Acusaciones que tienen lugar el mismo día en que el Gobierno de Kiev denunció un ciberataque a gran escala contra los sistemas informáticos de varios ministerios. El ciberataque -detrás del que se sospecha que está Moscú, y que tiene un claro estilo socialfascista brezneviano- colgó durante horas mensajes amenazantes en esas páginas instando a los ucranianos a “tener miedo y esperar lo peor”.
Todo ello tiene lugar en una semana en las que las negociaciones entre Rusia, EEUU y la OTAN parecen haber encallado en un punto muerto. El Kremlin exige a Washington y a su Alianza que pongan fin a la expansión de la OTAN hacia el este -volviendo a sus fronteras de 1997, justo antes de la inclusión de Polonia, los países bálticos y otras naciones de Europa del este- y que ofrezca garantías de que Ucrania nunca se integrará en la Alianza Atlántica. Algo que Washington se niega a aceptar bajo ningún concepto.
Sin embargo, en caso de que finalmente Moscú pasara de las amenazas a los hechos, no está claro cuál va ser el grado de respuesta de EEUU y sus aliados, más allá del endurecimiento de las sanciones económicas y comerciales. “Ucrania no es un aliado, pero es un socio valioso”, ha dicho Stoltenberg.
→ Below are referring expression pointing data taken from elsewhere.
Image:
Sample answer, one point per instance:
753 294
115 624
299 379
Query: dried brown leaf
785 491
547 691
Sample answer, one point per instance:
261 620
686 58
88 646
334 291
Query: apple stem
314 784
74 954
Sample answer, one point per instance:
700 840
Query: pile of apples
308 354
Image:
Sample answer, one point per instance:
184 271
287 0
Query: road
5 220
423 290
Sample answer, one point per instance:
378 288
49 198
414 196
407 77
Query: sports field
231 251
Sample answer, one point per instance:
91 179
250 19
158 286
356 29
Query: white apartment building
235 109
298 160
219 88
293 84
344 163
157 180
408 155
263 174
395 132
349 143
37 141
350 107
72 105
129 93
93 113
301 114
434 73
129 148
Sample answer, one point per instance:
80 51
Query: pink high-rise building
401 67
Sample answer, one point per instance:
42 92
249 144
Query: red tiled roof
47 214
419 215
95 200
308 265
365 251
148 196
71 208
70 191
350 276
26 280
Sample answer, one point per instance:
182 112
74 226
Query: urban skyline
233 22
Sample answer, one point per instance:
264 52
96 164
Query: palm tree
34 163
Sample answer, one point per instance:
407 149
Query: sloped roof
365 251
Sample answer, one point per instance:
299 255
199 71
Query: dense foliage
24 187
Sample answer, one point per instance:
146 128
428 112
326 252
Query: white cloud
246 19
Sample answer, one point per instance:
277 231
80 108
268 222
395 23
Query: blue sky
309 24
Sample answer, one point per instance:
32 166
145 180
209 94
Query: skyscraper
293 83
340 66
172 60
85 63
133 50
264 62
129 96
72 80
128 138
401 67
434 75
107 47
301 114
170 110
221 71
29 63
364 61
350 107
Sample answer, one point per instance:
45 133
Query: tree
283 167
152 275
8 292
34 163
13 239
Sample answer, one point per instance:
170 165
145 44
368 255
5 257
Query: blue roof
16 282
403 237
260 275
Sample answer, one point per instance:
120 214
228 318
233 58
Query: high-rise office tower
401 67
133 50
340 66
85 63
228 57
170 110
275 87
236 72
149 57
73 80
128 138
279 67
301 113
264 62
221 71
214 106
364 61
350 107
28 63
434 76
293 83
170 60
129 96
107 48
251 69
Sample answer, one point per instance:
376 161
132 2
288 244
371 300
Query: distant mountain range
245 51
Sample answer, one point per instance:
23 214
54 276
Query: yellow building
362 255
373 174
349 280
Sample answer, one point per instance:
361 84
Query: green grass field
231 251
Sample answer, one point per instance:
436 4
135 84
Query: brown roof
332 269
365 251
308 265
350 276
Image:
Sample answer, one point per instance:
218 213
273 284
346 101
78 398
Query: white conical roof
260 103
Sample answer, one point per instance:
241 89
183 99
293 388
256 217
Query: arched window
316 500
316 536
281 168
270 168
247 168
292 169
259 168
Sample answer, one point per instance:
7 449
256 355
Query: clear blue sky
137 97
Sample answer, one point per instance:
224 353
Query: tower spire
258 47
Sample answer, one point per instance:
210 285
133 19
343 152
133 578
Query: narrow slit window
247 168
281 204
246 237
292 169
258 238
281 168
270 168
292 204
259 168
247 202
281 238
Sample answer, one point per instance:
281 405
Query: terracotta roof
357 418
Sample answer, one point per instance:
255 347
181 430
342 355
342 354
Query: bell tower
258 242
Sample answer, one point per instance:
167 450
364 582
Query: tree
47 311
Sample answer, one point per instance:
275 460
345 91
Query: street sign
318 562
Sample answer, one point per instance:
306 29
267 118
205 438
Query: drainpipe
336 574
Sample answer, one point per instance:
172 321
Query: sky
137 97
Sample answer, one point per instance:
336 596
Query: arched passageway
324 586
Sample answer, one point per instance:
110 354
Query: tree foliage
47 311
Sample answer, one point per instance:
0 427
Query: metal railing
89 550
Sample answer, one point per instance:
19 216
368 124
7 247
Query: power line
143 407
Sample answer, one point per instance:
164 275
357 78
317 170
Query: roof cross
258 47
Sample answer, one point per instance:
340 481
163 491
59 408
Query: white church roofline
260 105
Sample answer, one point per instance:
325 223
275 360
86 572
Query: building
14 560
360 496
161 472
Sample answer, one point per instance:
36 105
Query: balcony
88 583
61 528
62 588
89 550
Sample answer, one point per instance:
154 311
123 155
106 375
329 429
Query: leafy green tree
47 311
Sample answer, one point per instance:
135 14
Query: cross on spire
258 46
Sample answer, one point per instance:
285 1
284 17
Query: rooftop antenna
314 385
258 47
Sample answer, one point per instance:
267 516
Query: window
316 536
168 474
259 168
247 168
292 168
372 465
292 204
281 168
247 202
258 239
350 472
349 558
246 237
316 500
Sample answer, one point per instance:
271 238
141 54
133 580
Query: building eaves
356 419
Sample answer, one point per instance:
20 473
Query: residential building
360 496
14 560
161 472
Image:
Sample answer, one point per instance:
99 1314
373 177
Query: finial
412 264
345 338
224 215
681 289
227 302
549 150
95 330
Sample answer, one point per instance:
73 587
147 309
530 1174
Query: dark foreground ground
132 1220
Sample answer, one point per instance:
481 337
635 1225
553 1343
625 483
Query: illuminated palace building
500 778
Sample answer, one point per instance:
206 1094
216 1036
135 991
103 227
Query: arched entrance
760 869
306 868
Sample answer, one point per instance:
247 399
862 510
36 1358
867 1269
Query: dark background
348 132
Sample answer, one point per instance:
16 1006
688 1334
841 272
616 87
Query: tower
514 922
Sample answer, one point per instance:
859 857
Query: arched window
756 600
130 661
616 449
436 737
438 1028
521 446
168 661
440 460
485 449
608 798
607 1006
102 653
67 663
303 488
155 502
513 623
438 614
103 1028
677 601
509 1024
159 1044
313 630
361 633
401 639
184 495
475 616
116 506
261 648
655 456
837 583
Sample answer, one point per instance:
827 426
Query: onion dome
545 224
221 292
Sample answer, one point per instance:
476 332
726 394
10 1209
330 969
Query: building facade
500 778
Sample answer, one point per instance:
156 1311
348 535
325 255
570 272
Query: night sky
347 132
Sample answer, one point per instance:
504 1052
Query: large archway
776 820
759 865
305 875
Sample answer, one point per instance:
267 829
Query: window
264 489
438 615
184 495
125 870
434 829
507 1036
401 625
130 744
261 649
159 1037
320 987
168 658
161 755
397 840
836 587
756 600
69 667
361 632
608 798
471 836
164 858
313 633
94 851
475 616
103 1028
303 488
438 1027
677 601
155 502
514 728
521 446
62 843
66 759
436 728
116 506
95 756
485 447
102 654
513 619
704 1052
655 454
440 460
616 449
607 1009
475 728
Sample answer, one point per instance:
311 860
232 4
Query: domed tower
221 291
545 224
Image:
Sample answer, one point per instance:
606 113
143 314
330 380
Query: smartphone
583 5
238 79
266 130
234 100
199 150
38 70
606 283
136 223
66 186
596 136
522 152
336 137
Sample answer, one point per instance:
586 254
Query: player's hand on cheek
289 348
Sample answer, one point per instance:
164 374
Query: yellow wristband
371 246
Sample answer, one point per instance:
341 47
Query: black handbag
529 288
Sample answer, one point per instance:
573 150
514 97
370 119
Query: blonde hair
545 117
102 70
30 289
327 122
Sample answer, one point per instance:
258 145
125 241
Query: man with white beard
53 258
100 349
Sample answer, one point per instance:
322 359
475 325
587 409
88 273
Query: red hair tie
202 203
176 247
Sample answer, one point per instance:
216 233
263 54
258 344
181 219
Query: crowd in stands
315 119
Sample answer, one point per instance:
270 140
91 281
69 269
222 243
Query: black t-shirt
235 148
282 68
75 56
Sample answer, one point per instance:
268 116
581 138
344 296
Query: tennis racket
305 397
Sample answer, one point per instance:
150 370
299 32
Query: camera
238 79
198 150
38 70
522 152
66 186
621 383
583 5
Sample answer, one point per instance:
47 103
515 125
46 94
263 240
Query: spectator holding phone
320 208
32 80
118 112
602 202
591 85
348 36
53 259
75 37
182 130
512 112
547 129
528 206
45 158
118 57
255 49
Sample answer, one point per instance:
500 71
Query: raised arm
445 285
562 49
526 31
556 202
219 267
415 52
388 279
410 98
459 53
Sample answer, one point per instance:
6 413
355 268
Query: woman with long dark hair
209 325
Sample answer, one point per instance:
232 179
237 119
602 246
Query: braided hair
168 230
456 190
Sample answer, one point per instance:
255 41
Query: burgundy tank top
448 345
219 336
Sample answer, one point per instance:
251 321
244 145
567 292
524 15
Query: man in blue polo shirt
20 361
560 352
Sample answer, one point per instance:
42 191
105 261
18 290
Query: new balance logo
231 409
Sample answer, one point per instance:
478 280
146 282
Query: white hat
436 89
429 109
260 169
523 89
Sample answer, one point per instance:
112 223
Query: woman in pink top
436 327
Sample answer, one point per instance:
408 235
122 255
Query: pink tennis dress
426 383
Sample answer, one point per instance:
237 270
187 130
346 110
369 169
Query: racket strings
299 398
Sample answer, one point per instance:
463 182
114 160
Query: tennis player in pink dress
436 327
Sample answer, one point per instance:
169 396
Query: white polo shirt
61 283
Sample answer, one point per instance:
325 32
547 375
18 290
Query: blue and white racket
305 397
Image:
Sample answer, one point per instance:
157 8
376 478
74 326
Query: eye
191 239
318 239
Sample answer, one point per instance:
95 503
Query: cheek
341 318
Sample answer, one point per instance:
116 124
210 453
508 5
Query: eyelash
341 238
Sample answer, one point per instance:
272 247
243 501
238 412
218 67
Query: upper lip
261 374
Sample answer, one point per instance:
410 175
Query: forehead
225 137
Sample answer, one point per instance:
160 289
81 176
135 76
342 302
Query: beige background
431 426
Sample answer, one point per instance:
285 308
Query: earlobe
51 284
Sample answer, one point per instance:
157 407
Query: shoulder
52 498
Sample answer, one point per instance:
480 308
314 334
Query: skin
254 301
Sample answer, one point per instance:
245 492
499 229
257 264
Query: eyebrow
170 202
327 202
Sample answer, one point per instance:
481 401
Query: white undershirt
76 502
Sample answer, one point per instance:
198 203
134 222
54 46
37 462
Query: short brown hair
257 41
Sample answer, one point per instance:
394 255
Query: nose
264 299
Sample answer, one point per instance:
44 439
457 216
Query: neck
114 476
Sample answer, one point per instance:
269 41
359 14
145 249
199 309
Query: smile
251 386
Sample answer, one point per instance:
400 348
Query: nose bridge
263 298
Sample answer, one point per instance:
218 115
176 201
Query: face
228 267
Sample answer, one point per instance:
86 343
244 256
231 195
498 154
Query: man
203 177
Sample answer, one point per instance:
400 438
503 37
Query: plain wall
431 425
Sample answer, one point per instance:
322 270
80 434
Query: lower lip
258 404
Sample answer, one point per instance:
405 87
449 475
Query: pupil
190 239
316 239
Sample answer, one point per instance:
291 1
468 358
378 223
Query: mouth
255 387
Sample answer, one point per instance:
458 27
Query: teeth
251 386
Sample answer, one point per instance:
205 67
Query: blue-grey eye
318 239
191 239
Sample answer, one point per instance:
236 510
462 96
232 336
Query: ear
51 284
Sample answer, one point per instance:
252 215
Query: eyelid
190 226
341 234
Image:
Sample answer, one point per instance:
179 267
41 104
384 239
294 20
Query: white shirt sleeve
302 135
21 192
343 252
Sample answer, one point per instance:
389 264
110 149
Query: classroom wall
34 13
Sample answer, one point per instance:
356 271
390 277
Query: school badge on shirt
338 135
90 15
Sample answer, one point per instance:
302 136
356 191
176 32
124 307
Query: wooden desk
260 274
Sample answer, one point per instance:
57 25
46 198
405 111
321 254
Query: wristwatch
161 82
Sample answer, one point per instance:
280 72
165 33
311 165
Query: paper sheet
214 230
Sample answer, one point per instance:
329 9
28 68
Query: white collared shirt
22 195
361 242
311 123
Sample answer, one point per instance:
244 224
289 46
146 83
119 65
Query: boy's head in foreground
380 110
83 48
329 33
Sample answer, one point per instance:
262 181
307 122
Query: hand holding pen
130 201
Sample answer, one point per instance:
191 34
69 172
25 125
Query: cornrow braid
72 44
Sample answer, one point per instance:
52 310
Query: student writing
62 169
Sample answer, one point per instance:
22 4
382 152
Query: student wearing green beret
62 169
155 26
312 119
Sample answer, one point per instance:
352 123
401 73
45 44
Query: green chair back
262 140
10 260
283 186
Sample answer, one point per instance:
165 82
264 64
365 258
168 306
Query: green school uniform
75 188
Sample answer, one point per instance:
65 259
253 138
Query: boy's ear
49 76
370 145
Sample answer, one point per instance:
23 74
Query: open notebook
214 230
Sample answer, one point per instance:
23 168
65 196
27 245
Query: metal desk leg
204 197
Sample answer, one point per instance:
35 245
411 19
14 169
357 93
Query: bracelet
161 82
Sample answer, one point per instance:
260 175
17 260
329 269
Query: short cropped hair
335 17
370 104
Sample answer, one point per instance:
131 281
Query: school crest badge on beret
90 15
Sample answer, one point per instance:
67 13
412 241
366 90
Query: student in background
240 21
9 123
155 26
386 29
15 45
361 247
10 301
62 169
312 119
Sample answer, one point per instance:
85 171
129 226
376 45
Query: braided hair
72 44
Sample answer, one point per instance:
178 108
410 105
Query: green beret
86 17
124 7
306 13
En caso de agresión bélica, los Estados miembros de la OTAN no están obligados a responder militarmente, aunque sí se produciría un apoyo -en material y suministros- a Ucrania que podría alimentar una escalada en la zona que elevase aún más la temperatura del conflicto, amenazando con una conflagración internacional de límites desconocidos.